Monday, January 14, 2008
11. A young warrior fails to carry out orders and is punished
King Rajadhirat erected a stockade at Kyat Le near Dala. From there he mounted the elephant sired by Hsin Ye and escorted by 1,000 troops entered Dala where he was jubilantly received by Prince Binnya Dala, Smim Awananaing and the citizenry of Dala. Rajadhirat showered gifts on them.
Rajadhirat asked Smim Awananaing whether the Burmese prince was given to charging out from his stockaded camp. Awananaing assured the king that Minyekyawswa was like a fighting cock ever eager to launch itself against any rooster it happened to see.
"Then we are certain of getting the Burmese prince," said Rajadhirat.

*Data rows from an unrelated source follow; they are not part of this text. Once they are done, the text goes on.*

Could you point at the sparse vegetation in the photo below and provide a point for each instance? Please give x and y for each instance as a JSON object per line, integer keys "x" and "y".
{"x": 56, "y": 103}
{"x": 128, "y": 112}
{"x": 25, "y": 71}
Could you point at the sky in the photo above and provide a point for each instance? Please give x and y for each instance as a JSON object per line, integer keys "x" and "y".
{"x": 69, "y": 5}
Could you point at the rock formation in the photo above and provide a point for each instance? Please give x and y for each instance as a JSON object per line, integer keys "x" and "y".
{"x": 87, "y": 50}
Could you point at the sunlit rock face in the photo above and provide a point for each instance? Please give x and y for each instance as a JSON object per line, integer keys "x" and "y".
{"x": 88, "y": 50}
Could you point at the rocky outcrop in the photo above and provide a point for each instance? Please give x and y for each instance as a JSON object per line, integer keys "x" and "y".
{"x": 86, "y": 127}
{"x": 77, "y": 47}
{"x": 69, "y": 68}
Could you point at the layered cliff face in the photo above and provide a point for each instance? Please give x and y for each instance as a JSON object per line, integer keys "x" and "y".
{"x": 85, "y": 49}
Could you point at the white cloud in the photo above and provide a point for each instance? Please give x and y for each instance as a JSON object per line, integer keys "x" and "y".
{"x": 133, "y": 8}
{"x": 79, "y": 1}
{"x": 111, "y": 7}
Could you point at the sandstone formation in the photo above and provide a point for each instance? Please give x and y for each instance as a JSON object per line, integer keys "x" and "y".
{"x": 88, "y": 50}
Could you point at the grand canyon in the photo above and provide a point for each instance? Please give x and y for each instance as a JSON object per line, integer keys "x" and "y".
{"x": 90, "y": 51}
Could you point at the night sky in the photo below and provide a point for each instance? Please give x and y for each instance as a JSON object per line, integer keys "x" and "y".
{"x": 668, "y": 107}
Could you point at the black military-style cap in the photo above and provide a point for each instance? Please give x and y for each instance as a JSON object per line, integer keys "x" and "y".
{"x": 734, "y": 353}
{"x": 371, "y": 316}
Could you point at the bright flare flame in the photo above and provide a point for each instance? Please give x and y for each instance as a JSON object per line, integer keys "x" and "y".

Turning to Thwe Lagunsan, his personal attendant and bearer of his betel box and water goblet, he issued orders:
"Your elephant is nimble and quick. Go with an escort of 300 warriors to Minyekyawswa's camp and try and draw him out. If he pursues you don't turn and fight but come back with all speed. "
Thwe Lagunsan made the gesture of obeisance and departed on his mission. When they were detected, Minyekyawswa sent the Governor of Kale with 1,000 horsemen after him.
Thwe Lagunsan turned back on seeing the cavalry emerge. The Burmese horsemen pressed on with vigour and started to catch up to them. At this point, Thwe Lagunsan turned and fought back.
Feinting, the elephant turned left and right during the skirmish and suffered around one hundred spear wounds.
When Rajadhirat heard of this, he clapped his hands and slapped his thighs in anger. When Thwe Lagunsan arrived he handed him over to Emuntaya with the orders:
"He has violated my orders. Cut off his arms and legs and throw him away."
Awa-nan-naing protested, "Thwe Lagunsan erred because he is young and not very clever. As a Buddha would, please spare his life." Acceding to this request, Thwe Lagunsan was put in irons instead.